Die Kaderplanung für die Saison 2018/19 beim FC Bayern München ist abgeschlossen. Ein Leverkusen-Star stand dabei jedoch lange im Fokus - ist nun auch PSG an ihm interessiert?

Update vom 8. September, 13.24 Uhr: Bekommt der FCB Konkurrenz von PSG?

Bei Bayer 04 Leverkusen läuft es derzeit noch nicht wirklich rund. Die Bundesliga-Saison ist alles andere als nach den Vorstellungen der „Werkself“ gelaufen. Nun taucht eine weitere Nachricht auf, die den Bayer-Verantwortlichen nicht wirklich gefallen dürfte - denn laut dem italienischen Portal Calciomercato zeigt der amtierende französische Meister Paris Saint-Germain Interesse an Leon Bailey. So sollen die Franzosen angeblich nach dem Kauf von Schalkes Thilo Kehrer ihren Kader mit weiteren jungen Spielern aus der Bundesliga verstärken wollen. 

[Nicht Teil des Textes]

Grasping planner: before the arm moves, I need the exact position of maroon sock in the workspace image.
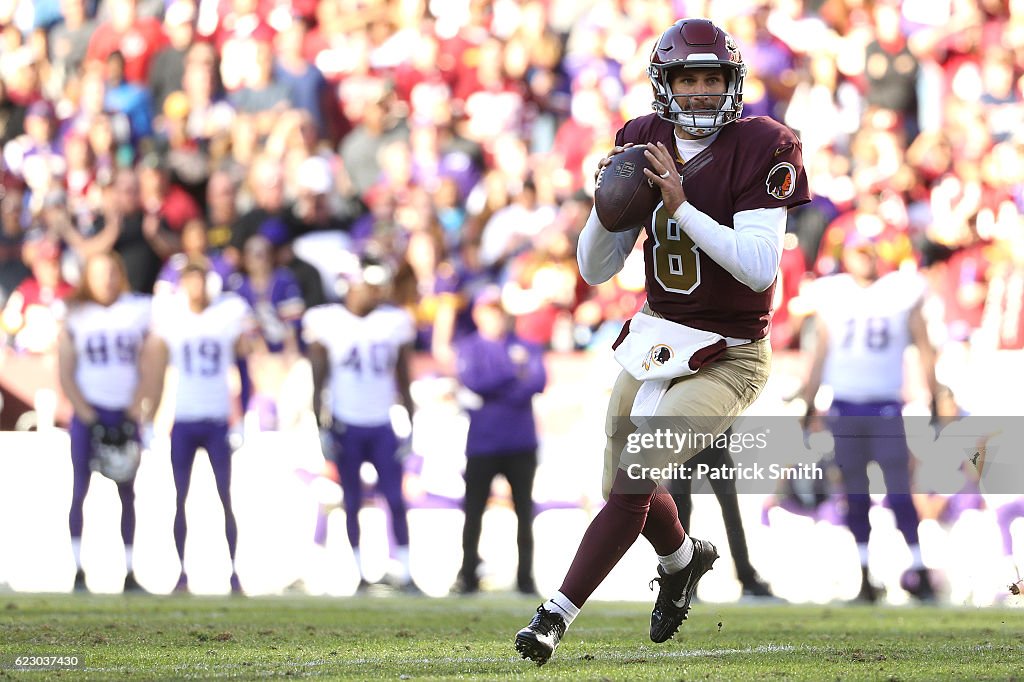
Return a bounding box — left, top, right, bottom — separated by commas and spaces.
559, 469, 655, 606
641, 485, 686, 556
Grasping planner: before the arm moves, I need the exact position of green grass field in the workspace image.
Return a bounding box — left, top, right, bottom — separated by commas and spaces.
0, 594, 1024, 680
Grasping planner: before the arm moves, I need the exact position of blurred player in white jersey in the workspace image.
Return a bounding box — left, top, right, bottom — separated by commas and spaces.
804, 229, 940, 602
152, 261, 256, 593
57, 253, 151, 592
302, 254, 416, 590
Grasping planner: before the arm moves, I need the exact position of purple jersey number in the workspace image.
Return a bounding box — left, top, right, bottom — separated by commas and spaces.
181, 339, 220, 377
341, 342, 395, 374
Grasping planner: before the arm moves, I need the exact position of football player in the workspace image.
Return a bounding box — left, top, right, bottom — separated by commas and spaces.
57, 253, 151, 592
302, 258, 416, 591
804, 228, 948, 602
515, 19, 809, 664
147, 261, 257, 593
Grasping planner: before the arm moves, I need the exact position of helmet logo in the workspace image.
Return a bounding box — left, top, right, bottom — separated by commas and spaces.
765, 161, 797, 199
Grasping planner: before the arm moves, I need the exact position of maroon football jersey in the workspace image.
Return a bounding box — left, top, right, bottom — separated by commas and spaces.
615, 114, 811, 339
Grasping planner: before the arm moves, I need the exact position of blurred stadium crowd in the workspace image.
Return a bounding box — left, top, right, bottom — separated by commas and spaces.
0, 0, 1024, 593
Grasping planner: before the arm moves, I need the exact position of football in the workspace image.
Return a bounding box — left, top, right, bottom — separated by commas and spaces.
594, 144, 662, 232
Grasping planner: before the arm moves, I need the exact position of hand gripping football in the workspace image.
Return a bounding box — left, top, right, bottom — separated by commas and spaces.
594, 144, 662, 232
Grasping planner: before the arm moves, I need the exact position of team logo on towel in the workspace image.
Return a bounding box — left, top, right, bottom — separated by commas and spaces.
765, 161, 797, 199
643, 343, 675, 372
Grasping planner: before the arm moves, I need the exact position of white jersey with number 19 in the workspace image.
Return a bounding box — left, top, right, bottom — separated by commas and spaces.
154, 293, 256, 422
812, 272, 926, 402
302, 304, 416, 426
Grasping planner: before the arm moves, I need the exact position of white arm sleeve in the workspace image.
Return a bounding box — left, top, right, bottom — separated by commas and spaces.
676, 202, 786, 292
577, 204, 640, 286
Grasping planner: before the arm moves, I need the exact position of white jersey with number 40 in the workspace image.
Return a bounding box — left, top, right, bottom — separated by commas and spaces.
813, 272, 925, 402
154, 293, 256, 422
302, 304, 416, 426
65, 294, 151, 410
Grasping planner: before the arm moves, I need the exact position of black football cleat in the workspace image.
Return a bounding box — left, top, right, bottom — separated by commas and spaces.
650, 540, 718, 643
515, 604, 565, 666
124, 570, 145, 594
174, 571, 188, 594
899, 568, 935, 603
854, 567, 882, 604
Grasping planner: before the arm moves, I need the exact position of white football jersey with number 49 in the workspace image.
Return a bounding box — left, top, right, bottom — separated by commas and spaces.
302, 304, 416, 426
65, 294, 152, 410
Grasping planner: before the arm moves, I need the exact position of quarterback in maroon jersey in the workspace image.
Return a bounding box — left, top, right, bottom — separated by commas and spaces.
515, 19, 810, 664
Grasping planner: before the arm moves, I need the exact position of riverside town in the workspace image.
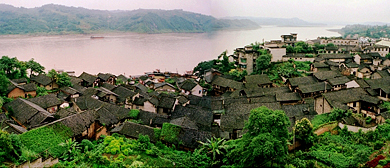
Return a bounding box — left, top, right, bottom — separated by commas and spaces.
0, 33, 390, 167
0, 0, 390, 168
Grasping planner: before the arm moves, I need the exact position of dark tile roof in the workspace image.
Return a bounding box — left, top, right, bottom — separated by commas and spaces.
245, 74, 272, 85
329, 76, 351, 86
282, 104, 317, 131
27, 94, 62, 109
177, 96, 190, 104
138, 110, 171, 126
48, 110, 97, 137
60, 86, 80, 95
96, 102, 130, 125
356, 79, 370, 88
170, 116, 198, 130
313, 62, 329, 68
31, 74, 52, 86
4, 98, 54, 128
96, 87, 119, 97
298, 82, 332, 94
366, 77, 390, 89
211, 76, 243, 89
82, 87, 99, 96
318, 54, 353, 59
276, 92, 302, 102
287, 76, 318, 87
112, 86, 137, 102
179, 79, 197, 91
102, 83, 116, 90
323, 88, 375, 109
171, 106, 213, 131
313, 71, 342, 81
177, 128, 212, 149
55, 108, 77, 118
358, 53, 372, 59
111, 122, 157, 142
98, 73, 115, 81
134, 83, 149, 93
12, 78, 27, 84
75, 96, 103, 110
118, 74, 128, 82
158, 96, 176, 109
154, 82, 175, 89
376, 70, 390, 78
79, 72, 97, 85
342, 116, 358, 125
345, 62, 359, 68
244, 87, 291, 97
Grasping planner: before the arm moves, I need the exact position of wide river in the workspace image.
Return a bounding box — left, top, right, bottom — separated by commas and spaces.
0, 26, 342, 76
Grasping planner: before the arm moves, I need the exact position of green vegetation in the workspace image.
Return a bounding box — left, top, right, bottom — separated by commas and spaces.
129, 109, 139, 119
339, 24, 390, 38
20, 123, 73, 157
160, 123, 181, 144
0, 4, 260, 34
224, 106, 290, 167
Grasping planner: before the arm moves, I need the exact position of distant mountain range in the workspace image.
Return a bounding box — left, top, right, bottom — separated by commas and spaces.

Das dürfte auch dem FC Bayern München nicht gefallen. Im Mai hatte es nämlich noch Berichte über ein konkretes FCB-Interesse an Bailey gegeben - der FC Bayern soll sogar 60 Millionen Euro für den Youngster geboten haben. Mit dem Interesse von Paris Saint-Germain dürfte es für den deutschen Rekordmeister aber nun nicht einfacher werden, Bailey zu verpflichten. Der Jamaikaner besitzt bei Bayer 04 noch einen gültigen Vertrag bis 2023 - erst unlängst hatte er diesen verlängert. Ein Wechsel scheint damit ohnehin unwahrscheinlicher zu werden, und falls er doch stattfindet, wird er zumindest deutlich teurer werden.

Update vom 9. August, 12.26 Uhr:

Rudi Völler glaubt fest an eine Zukunft von Leon Bailey bei Fußball-Bundesligist Bayer Leverkusen. "Um 18.00 Uhr schließt das Transferfenster in England, und uns liegt kein Angebot für ihn vor", sagte der Sport-Geschäftsführer der Werkself am Donnerstag beim Fußball-Gipfel der Rheinischen Post in Düsseldorf.

Bailey hatte durch starke Leistungen in der Vorsaison bei einigen Klubs aus der Premier League Interesse geweckt. Der 21-jährige Jamaikaner wollte selbst einen Vereinswechsel noch in dieser Transferperiode nicht ausschließen. "Ich mache keine Versprechungen. Was ich sagen kann: Mein voller Fokus liegt darauf, mich als junger Spieler weiterzuentwickeln. Darauf konzentriere ich mich. Wenn ein Klub mich will, kümmern sich mein Management und Bayer 04 darum. Sie treffen die Entscheidung", sagte der Offensivspieler diese Woche dem kicker.

Völler ließ sich dementsprechend auch noch ein Hintertürchen auf: "Es gibt sicherlich Angebote, bei denen wir nicht nein sagen würden. Aber das ist derzeit nicht der Fall." In Italien schließt das Transferfenster am 18. August, in Spanien ebenso wie in Deutschland am 31. diesen Monats.

Update vom 6. August: Verlässt Leon Bailey noch im Sommer Bayer 04? „Ich mache keine Versprechungen“

Durch seine Leistungen im Bayer-Trikot weckte Leon Bailey Begehrlichkeiten bei zahlreichen ausländischen Klubs. Einen Vereinswechsel noch in dieser Transferperiode wollte er nicht ausschließen. "Ich mache keine Versprechungen. Was ich sagen kann: Mein voller Fokus liegt darauf, mich als junger Spieler weiterzuentwickeln. Darauf konzentriere ich mich. Wenn ein Klub mich will, kümmern sich mein Management und Bayer 04 darum. Sie treffen die Entscheidung", sagte Bailey.

Update vom 21. Mai: Doch keine 60 Millionen für Leverkusener Offensiv-Star - aber kommt er nächstes Jahr?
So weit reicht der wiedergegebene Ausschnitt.